Settlement has been on a compacting trend for years – before moving to T+2, it moved from T+5 to T+3 in 2004. So the market won’t be thrown by another move in itself. And, market operators and broker dealers have much better infrastructure and technology to work with than they used to.
But what will be challenging is that the timeframe is narrowing to just one overnight, which allows for a bare minimum of wiggle room.
DTCC says the key to T+1 success is 90% trade affirmation by 9 PM ET on trade date. That’s like, hours after the trade – time for maybe dinner and one drink.
“Under the current T+2 cycle, trades must be matched by 11:30am Eastern Time (ET),” IQ-EQ noted in an October 2023 research brief. “Under the new rule, trades must be matched by 9 pm ET on the transaction date to be included in the DTC’s ‘Night Cycle’. To be included in current settlement date processing, trades can be accepted up until 1:30pm ET.”

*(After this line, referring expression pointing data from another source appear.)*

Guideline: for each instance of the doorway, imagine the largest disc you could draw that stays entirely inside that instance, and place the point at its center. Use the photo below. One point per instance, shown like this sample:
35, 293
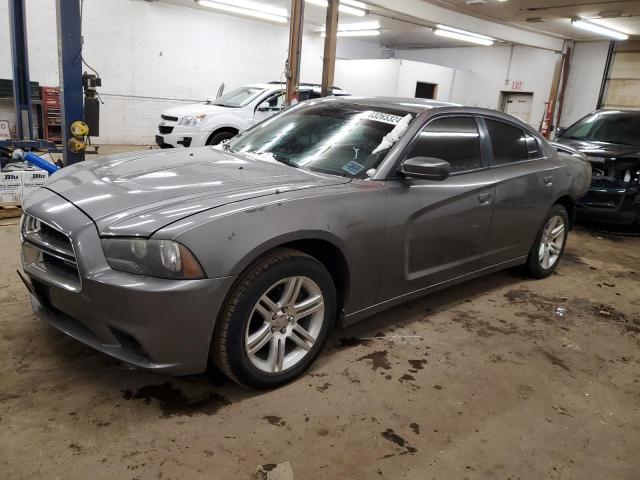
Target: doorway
517, 104
426, 90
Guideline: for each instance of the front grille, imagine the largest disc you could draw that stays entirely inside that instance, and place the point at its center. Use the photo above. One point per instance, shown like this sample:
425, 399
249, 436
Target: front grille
47, 253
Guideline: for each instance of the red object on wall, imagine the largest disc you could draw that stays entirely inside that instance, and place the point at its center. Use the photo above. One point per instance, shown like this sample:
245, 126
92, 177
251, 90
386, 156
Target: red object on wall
51, 117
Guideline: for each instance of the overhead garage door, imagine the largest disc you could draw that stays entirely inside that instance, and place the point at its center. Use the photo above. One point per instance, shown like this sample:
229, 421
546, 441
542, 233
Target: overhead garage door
622, 87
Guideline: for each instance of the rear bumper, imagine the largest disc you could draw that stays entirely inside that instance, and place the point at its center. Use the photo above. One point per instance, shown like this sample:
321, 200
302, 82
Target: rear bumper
612, 205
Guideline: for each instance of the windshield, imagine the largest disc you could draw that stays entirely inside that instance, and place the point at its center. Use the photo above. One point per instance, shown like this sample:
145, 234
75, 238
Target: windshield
336, 138
610, 127
238, 97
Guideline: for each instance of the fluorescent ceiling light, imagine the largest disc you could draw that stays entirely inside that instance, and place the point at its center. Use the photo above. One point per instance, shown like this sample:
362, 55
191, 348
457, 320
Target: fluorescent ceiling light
344, 27
592, 27
248, 8
355, 33
464, 38
351, 7
464, 32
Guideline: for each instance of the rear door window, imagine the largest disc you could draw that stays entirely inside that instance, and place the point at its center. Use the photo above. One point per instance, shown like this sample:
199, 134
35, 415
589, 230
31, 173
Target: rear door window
454, 139
509, 143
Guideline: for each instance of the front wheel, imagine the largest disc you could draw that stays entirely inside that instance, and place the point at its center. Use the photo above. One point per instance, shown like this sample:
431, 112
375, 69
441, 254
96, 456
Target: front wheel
549, 245
220, 137
276, 320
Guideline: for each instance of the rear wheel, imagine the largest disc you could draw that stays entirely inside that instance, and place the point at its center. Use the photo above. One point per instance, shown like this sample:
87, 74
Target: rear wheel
219, 137
276, 320
549, 245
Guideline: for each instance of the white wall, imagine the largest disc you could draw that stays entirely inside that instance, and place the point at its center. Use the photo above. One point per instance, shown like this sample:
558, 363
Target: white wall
397, 77
585, 78
155, 55
491, 73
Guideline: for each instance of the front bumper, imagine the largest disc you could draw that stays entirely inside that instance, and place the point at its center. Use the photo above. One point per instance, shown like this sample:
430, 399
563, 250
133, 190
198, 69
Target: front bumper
611, 205
153, 323
168, 136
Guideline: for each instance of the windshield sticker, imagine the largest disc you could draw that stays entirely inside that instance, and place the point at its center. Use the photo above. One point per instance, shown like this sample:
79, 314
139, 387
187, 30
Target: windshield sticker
394, 135
383, 117
353, 167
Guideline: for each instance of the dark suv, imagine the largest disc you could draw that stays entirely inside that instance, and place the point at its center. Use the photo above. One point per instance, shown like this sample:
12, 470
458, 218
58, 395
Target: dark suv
611, 141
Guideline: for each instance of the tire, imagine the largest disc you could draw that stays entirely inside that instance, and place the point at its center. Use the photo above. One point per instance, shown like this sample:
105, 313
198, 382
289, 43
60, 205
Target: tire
216, 138
547, 250
255, 347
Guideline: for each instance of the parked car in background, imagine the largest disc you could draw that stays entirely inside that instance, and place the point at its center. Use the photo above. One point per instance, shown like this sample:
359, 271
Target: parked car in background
245, 255
611, 141
214, 121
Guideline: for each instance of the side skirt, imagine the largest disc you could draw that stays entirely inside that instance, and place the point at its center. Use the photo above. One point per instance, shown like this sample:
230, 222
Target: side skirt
354, 317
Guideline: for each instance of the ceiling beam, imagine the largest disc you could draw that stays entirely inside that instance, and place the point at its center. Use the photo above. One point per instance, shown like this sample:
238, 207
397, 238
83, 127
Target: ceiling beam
434, 14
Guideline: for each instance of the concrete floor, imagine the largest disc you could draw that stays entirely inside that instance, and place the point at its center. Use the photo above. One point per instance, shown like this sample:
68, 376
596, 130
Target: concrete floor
484, 380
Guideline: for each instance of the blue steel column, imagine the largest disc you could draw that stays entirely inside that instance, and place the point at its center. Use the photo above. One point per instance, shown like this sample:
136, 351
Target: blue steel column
70, 65
20, 59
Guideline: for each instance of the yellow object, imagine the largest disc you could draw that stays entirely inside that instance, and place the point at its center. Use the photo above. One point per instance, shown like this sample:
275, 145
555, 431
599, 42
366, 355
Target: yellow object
76, 146
79, 129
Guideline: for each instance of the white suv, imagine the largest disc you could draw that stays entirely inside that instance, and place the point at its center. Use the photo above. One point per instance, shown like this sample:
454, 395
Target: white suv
216, 120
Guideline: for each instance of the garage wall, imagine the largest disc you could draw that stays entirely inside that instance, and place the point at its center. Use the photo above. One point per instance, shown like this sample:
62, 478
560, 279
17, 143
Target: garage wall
155, 55
496, 69
585, 78
396, 77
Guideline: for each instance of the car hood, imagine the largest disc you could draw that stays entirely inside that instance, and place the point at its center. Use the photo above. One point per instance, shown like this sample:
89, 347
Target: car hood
138, 193
601, 149
194, 109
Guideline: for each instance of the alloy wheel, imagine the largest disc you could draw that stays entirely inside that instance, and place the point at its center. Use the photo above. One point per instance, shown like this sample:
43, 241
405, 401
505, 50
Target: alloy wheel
551, 242
284, 324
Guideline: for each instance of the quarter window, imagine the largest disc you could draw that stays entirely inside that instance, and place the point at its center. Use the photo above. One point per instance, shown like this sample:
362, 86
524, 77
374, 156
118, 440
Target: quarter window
510, 143
454, 139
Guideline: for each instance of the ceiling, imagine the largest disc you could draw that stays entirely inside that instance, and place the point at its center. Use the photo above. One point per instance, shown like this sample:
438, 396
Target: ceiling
550, 17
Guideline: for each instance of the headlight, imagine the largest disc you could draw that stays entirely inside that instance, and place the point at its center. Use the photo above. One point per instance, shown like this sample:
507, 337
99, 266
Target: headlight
154, 258
191, 120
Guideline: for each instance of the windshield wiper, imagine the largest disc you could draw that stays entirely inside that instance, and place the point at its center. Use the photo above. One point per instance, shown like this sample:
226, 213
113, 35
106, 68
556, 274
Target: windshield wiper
286, 162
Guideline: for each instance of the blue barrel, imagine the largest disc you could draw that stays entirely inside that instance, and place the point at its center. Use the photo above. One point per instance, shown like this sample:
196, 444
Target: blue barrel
33, 159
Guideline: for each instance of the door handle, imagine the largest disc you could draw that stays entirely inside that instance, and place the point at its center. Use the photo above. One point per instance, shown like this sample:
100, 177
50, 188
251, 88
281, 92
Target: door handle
485, 198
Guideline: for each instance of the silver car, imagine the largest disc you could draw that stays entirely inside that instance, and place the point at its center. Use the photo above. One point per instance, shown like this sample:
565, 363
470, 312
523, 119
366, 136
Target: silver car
245, 255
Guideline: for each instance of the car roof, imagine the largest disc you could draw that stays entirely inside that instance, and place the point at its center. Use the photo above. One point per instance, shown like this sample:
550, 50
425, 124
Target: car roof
277, 85
414, 105
421, 105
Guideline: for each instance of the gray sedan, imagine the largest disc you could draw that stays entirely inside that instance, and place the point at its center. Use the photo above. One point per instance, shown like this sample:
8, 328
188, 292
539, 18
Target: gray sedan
245, 255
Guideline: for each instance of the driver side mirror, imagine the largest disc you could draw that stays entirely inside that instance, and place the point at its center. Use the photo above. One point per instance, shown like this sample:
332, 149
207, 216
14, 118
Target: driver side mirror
426, 168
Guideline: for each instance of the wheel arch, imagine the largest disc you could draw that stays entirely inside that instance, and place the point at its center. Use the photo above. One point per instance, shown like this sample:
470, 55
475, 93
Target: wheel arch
569, 203
323, 246
228, 129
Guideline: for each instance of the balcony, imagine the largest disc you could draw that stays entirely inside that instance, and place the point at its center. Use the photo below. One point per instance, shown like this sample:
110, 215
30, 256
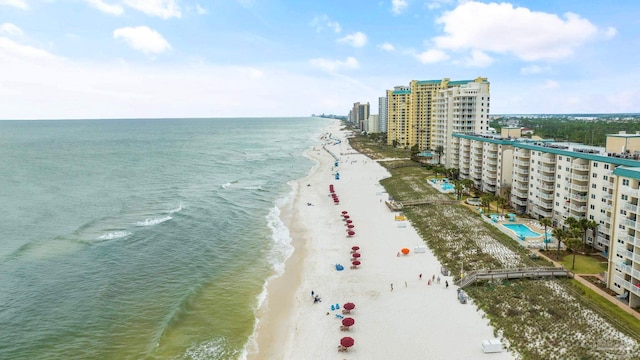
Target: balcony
519, 201
575, 176
546, 196
578, 208
629, 223
624, 252
578, 197
548, 160
630, 207
631, 192
580, 188
543, 213
545, 205
523, 187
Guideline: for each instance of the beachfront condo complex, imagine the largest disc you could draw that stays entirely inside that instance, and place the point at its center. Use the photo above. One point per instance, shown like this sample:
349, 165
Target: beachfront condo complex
558, 180
424, 112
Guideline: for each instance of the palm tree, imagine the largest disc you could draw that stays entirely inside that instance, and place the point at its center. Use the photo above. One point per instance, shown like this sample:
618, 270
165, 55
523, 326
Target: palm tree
468, 184
501, 202
457, 187
439, 150
593, 226
573, 241
546, 222
560, 235
486, 202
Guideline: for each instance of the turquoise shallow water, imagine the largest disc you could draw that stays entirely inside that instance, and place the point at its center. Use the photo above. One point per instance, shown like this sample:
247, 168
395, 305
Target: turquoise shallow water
130, 239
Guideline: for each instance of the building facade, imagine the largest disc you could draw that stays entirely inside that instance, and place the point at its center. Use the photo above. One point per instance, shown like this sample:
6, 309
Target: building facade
555, 180
382, 114
426, 112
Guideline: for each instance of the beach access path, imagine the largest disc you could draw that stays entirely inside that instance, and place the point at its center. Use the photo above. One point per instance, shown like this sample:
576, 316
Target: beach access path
415, 320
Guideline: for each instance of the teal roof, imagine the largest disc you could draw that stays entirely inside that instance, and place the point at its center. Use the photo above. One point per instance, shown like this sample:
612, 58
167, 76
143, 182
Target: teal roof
460, 82
628, 172
587, 156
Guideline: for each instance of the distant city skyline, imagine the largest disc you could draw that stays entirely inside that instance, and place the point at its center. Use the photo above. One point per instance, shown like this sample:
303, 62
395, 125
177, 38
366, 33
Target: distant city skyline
248, 58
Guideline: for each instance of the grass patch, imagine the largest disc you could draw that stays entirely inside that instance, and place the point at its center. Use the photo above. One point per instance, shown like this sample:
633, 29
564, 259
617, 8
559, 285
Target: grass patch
584, 264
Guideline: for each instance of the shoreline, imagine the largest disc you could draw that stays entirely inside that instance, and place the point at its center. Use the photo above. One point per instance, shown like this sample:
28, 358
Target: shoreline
429, 323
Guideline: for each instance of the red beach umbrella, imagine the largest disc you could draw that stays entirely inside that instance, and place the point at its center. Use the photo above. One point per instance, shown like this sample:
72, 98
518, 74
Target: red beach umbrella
347, 341
348, 321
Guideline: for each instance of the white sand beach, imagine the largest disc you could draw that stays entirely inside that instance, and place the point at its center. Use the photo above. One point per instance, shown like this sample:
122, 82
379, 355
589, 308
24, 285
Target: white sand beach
414, 321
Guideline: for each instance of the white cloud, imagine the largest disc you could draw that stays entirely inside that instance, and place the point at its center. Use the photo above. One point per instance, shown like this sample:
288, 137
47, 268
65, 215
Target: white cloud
477, 58
20, 4
161, 8
13, 51
387, 47
142, 39
320, 22
501, 28
432, 56
534, 69
356, 39
398, 6
549, 84
335, 65
9, 28
113, 9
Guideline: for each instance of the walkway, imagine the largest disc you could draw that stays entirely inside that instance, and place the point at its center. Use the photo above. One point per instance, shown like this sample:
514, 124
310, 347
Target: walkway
599, 291
519, 273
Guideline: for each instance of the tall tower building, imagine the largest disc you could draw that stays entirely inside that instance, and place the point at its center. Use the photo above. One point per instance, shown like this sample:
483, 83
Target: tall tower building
422, 115
382, 114
462, 109
398, 115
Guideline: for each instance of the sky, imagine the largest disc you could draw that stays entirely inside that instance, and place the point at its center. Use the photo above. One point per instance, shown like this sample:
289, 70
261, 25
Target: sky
85, 59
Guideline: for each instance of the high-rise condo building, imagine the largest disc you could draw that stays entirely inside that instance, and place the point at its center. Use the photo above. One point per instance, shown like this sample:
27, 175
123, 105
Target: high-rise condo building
422, 113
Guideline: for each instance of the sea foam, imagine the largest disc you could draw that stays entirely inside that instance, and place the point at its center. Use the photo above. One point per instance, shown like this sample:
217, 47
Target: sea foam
153, 221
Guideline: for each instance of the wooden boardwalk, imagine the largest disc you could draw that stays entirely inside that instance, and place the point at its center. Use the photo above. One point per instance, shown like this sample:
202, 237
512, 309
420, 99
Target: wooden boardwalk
518, 273
399, 205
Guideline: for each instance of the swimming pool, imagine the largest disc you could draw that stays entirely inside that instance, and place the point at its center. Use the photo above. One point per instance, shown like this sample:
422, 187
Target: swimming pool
447, 186
521, 230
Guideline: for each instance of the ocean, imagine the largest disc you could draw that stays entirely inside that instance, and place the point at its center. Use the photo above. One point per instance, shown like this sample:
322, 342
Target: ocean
143, 238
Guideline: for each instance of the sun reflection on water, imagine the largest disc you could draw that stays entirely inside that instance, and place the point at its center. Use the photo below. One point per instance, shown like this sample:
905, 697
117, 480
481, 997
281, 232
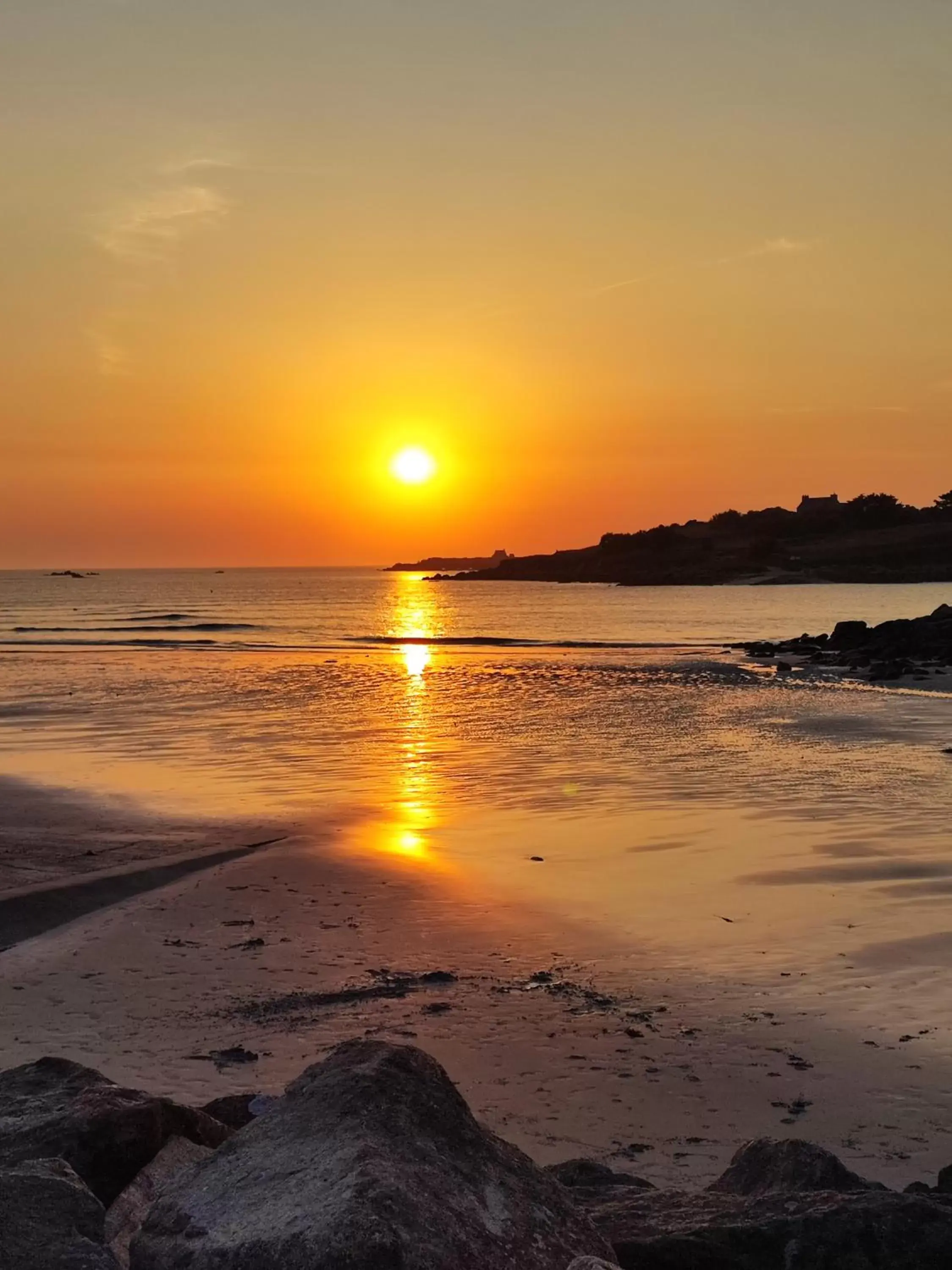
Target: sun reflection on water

“This change represents a significant adjustment for market participants, requiring them to adapt their workflows and operations to meet the new timeline,” IQ-EQ continued. “For instance, the DTCC points out that ‘Asia now has one day to reconcile, but after the move, that will be reduced to as little as two hours, depending on market.’”
Contrast that with the SEC’s introduction of T+3 from 2004. “This rule means that when you buy securities, the brokerage firm must receive your payment no later than three business days after the trade is executed,” the SEC said. “When you sell a security, you must deliver to your brokerage firm your securities certificate no later than three business days after the sale.”
That timeframe seems almost quaint – a long weekend versus the dinner and drink that will be the case in two months. Oh, and better make that drink a mocktail.